Two Japanese and one American scientist were Tuesday awarded the 2014 Nobel Prize in Physics for inventing blue light-emitting diodes, which the award committee said would illuminate the 21st century in a more environmentally sustainable manner.
Isamu Akasaki of Meijo University and Hiroshi Amano of Nagoya University in Japan, and, Shuji Nakamura of the University of California, Santa Barbara, are to share the prize worth 8 million kronor (1.1 million dollars).
“Red and green LEDs have been around for many years, but the blue was really missing,” Nobel Committee member Per Delsing said during the announcement. LED is an acronym for light-emitting diodes, which are electro-conductors.
“If you combine these colours you get white light. This is something that Isaac Newton showed already in 1671. Thanks to the blue LED, we can now get white light sources that have very high energy efficiency and a very long lifetime.”
Nakamura, a Japan-born US citizen, said winning the Nobel “is unbelievable.”
He was speaking by phone to reporters at the Royal Swedish Academy of Sciences in Stockholm, after being woken up at 3 am (1000 GMT) in California.
At the time, Amano was on a plane from Japan to France, secretary Staffan Normark of the academy said.
Akasaki told a press conference at Meijo University in Nagoya, central Japan, that “I am half-surprised” at the news.
“I have a slight cold,” he continued. “When I received a call, I was putting documents in order … When I was told a phonecall is coming from Stockholm, I just thought, ‘maybe’.”
Akasaki and Amano worked together at Nagoya University, while Nakamura began his research at the firm Nichia Chemicals in Tokushima.
White light LEDs are widely used in smartphone devices as well as TVs and laptops. LEDs are a recent development in the history of lighting, only having been developed in the 21st century after light bulbs dominated much of the 19th century. They use far less electrical energy than traditional light bulbs.
“You get almost as much light out of this device as you put in – in terms of electricity – while in an ordinary light bulb, 90 per cent of the energy goes out as heat,” Claes Fransson, astrophysics professor and member of the Physics Committee, told dpa.

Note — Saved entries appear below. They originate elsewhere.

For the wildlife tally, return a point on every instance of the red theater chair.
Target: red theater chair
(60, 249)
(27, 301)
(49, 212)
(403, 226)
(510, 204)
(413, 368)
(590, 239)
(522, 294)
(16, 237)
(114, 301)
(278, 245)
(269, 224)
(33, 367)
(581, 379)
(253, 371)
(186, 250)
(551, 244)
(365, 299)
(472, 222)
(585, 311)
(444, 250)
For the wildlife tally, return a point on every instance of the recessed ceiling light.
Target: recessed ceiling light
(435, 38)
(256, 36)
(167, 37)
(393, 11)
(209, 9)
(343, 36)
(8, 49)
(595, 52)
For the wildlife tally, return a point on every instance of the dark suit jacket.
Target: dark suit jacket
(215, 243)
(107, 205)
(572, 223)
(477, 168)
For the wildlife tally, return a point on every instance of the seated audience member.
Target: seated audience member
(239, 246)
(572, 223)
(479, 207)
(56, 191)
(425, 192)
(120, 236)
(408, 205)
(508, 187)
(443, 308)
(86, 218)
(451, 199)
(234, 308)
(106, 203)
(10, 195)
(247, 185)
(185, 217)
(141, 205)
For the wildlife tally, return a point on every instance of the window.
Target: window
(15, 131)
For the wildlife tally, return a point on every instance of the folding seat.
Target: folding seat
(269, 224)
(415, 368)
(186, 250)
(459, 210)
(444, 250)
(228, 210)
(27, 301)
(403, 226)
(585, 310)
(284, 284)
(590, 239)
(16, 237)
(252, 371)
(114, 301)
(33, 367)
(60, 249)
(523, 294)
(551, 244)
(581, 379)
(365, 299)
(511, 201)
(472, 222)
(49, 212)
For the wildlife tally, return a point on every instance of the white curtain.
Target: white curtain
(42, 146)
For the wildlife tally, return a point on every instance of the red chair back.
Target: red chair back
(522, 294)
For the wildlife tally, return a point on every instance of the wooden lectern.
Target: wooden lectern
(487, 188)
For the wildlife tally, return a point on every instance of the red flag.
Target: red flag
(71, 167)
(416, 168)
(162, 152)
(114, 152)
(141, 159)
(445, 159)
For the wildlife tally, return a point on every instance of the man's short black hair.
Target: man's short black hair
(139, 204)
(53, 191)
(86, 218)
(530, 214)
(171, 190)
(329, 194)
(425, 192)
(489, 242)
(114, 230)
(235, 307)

Another use is to sterilize water since the blue diodes produce UV (ultraviolet) light, which “can be used for sterilizing polluted water,” he added.
Almost one-fourth of electrical consumption in industrialized countries is devoted to illumination, the prize committee said. With the development of diodes, more light can be emitted for less energy without the need for mercury.
Professor Olle Inganas of the prize committee noted that the invention has great potential for the developing world where an estimated 1.5 billion people lack access to electricity. Since LEDs are so energy efficient, they can be powered by solar energy.
The “many uses” of the invention “would have made Alfred Nobel very happy,” he said, referring to the Swedish inventor of dynamite who endowed the physics prize and in his will wanted to reward inventions of the greatest benefit for mankind.
The prize committee lauded the scientists specifically for developing gallium nitride crystal in the geometrical formations necessary to build diodes.
“The structure of these lamps is very similar to what you have at the base of your semi-conductor electronics that’s driving the information technology,” it said.